Rule 60(b) only allows reconsideration of final orders or judgments. An order is final when it fully resolves all the claims presented to the district court such that there is nothing further for the district court to do. See, e.g., Catlin v. United States, 324 U.S. 229, 233 (1945); Penn West Associates, Inc. v. Cohen, 371 F.3d 118, 125 (3rd Cir. 2004); Aluminum Co. of Amer. v. Beazer East, Inc., 124 F.3d 551, 557 (3d Cir.1997); Isidor Paiewonsky Assocs., Inc. v. Sharp Props., Inc., 998 F.2d 145, 150 (3d Cir.1993).

The plaintiff argues the defendants' motion should be denied because the Order dated October 29, 2013 would not be a final order under Rule 60(b). I agree. The Order did not resolve all the claims asserted in this matter. See Vintage Grapevine, Inc. v. Mara, No. Civ.A. 00-2828, 2001 WL 940422, at *1 (E.D.Pa. Aug. 6, 2001)(denying a Rule 60(b) motion for reconsideration of a motion for summary judgment because the decision was not a final judgment or order); Karibjanian v. Chromalloy Pharmaceutical, Inc., Civ. A. No. 90-4641, 1991 WL 125176, at *4 (E.D.Pa. June 28, 1991)(finding that an order was not final under Rule 60(b) "because it did not resolve all claims against all parties in th[e] action"). For this reason, Rule 60(b) cannot provide a basis for relief.

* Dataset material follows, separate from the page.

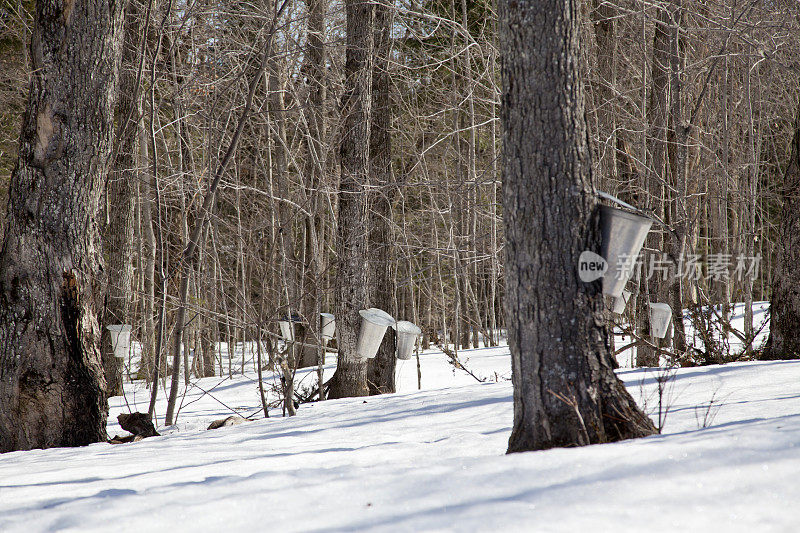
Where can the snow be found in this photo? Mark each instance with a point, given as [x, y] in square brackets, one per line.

The plaintiff also argues that the motion should be dismissed because it does not comply with Local Rule 7.1(c). This rule requires that "[e]very motion not certified as uncontested...shall be accompanied by a brief containing a concise statement of the legal contentions and authorities relied upon in support of the motion." Beyond citing to Rule 60(b)(2) and 60(b)(6), the defendants provide no other legal authority or case law in either their motion or response.
"Courts in this District have consistently held the failure to cite any applicable law is sufficient to deny a motion as without merit because 'zeal and advocacy is never an appropriate substitute for case law and statutory authority in dealings with the Court.'" Anthony v. Small Tube Mfg. Corp., 535 F.Supp.2d 506, 511 n.8 (E.D.Pa. 2007)(quoting Marcavage v. Board of Trustees, Civ. A. No. 005362, 2002 U.S.Dist. LEXIS 19397, at *10 n. 8 (E.D.Pa. Sept. 30, 2002) (Tucker, J.)). See also SEC v. Going Platinum, Inc., No. Civ.A.2003CV04191, 2004 WL 2203716, at *1 n. 1 (E.D.Pa. Sept. 24, 2004) ("Any motion that comes before the court without a brief or memorandum of law in support of the motion may be dismissed out of hand for failure to comply with the Local Rules."); U.S. v. Mentzer, Civil Action No. 09cv2065, 2012 WL 1020232, at *6 (E.D.Pa. March 27, 2012)("[A] litigant's [sic] failure to cite to any applicable authority is enough to deny a motion as without merit."); Copenhaver v. Borough of Berville, Civ.A.No. 028398, 2003 U.S. Dist. LEXIS 1315, at *4 n. 1 (E.D.Pa. January 9, 2003).
I will decline to deny it for this reason alone but note that counsel's motion and response are woefully inadequate in this regard.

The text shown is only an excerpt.